Personal information
- Full name: Jaime Serrano Alonso
- Nationality: Spanish
- Born: 30 April 1979 (age 47) Barcelona, Spain

Sport
- Country: Spain
- Sport: Swimming (S9)

Medal record
Swimming
Representing Spain
Paralympic Games
| Gold medal – first place | 2000 Sydney | 400m freestyle S9 |
| Silver medal – second place | 2000 Sydney | 200m individual medley SM9 |
World Championships
| Silver medal – second place | 1998 Christchurch | 4x100m freestyle relay open |
| Silver medal – second place | 2002 Mar del Plata | 400m freestyle S9 |
| Bronze medal – third place | 2002 Mar del Plata | 200m individual medley SM9 |

= Jaime Serrano Alonso =

Spanish swimmer (born 1979)

Jaime Serrano Alonso (born 30 April 1979 in Barcelona) is an S9 swimmer from Spain.
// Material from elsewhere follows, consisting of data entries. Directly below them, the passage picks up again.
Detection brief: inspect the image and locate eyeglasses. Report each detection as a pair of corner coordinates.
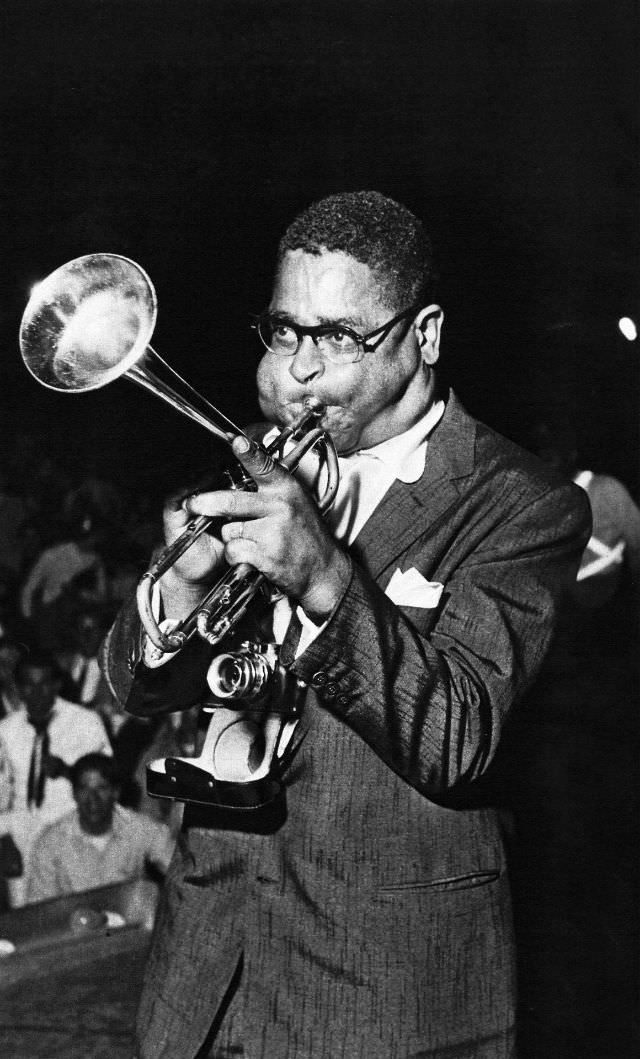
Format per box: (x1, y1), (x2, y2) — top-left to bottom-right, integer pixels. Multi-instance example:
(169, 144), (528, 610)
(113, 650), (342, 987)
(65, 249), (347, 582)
(253, 302), (422, 364)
He competed at the 2000 Summer Paralympics in Sydney, winning a gold medal and World Record in the 400 meter freestyle race and a silver medal in the 200 meter individual medley race.

He swam with the Spanish paralympic team between 1997 and 2002 in three European championships, two world championships and in the Sydney Paralympic Games.